Here he is presenting our work at NeurIPS 2019!
The first chapter (Ch 2) develops a method by which a knowledge graph can be incorporated into large-scale pointwise collaborative filtering. This problem is important because quite often structural information for users and items in collaborative filtering comes in the form of a graph. Many approaches such as using graph convolutional networks, are difficult to apply to large collaborative filtering datasets because the neighborhood size (the receptive field in GCNs) scales exponentially with depth. This chapter proposes using the Bloom filter to encode deep graph information and it provides provable guarantees for the resulting method. This paper will appear in AIStats 2020.

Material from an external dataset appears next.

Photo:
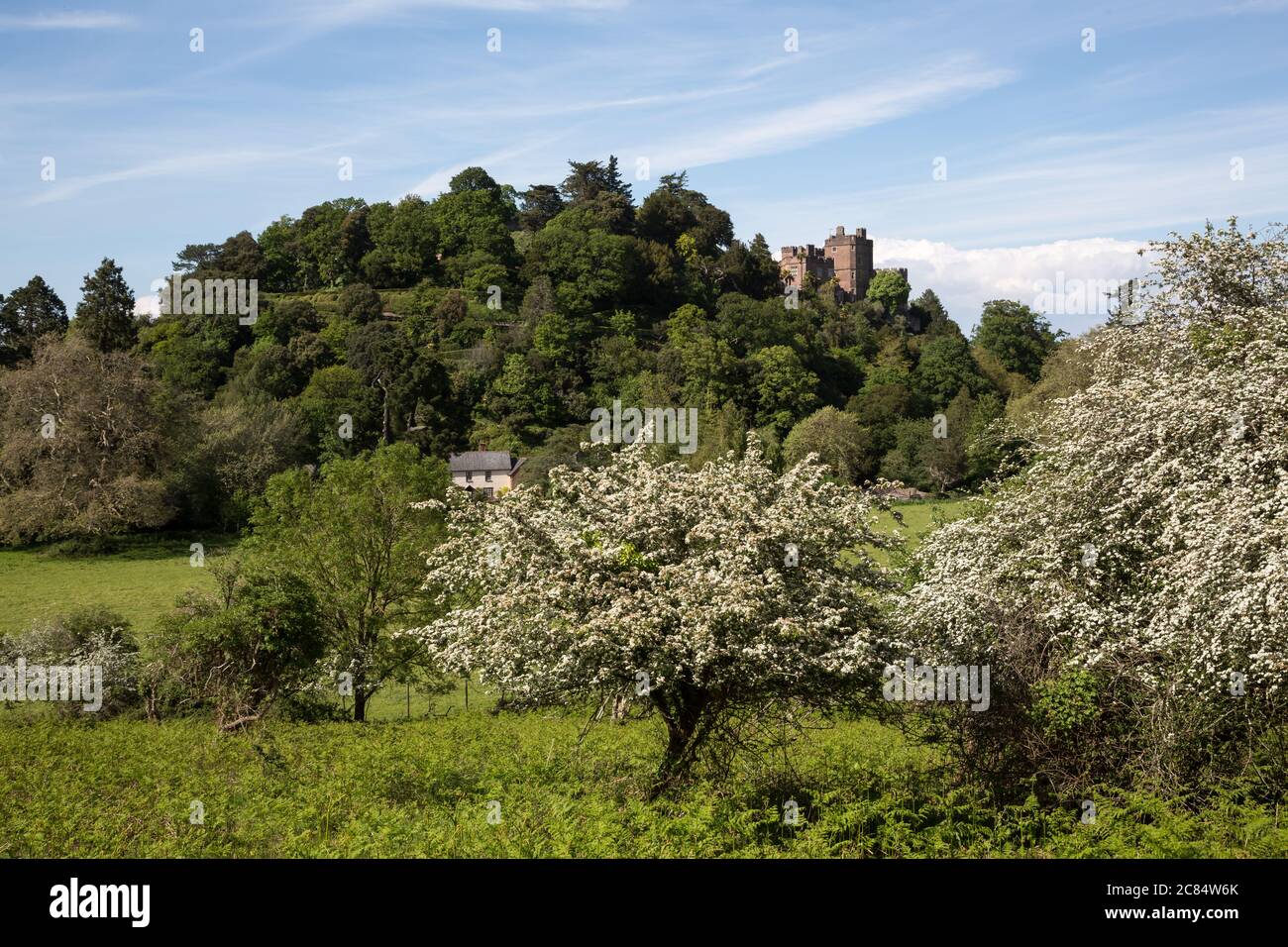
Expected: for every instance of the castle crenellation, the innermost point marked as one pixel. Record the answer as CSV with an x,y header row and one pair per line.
x,y
844,257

Earlier in Liwei’s research career, Liwei developed tools for training factorization based recommendation systems with novel ranking losses. These appear in Chapters 3 and 4, which is on collaborative ranking in which users in a recommendation system have ranked or rated items and we would like to either recommend new items or denoise the empirical rankings by using all of the ratings together. His first work on this topic, “Large-scale Collaborative Ranking in Near-Linear Time”, is the subject of Chapter 3 and was published in KDD 2017. The topic is on using pairwise comparisons to learn latent user, item features that explain the observed ranking. This work develops efficient algorithms that allow these methods to scale to massive datasets.
Liwei turned his attention to listwise ranking algorithms, the subject of Chapter 4, where a permutation based model is assumed as the generative process for a user’s ranking. Liwei developed a fast implementation of the method, and performed exhaustive empirical comparisons with state-of-the-art methods. Liwei showed that using the full list in the listwise model outperformed other simplified ranking losses. This work has appeared in ICML.
Chapters 5 and 6 are on using deep learning methods with user embeddings. Previous work had shown that incorporating user embeddings into attention models does not improve performance. Liwei suspected that because user embeddings dramatically increase the number of parameters then this model tends to overfit and thus some form of regularization is required. He developed a novel form of regularization called stochastically shared embeddings, which enabled personalized deep learning models to outperform their un-personalized counterparts. Liwei followed this work with a more extensive analysis of a personalized transformer model for sequential recommendation (In submission). This constitutes the current state of the art in recommendation systems as it incorporates ranking and temporal information in a collaborative fashion.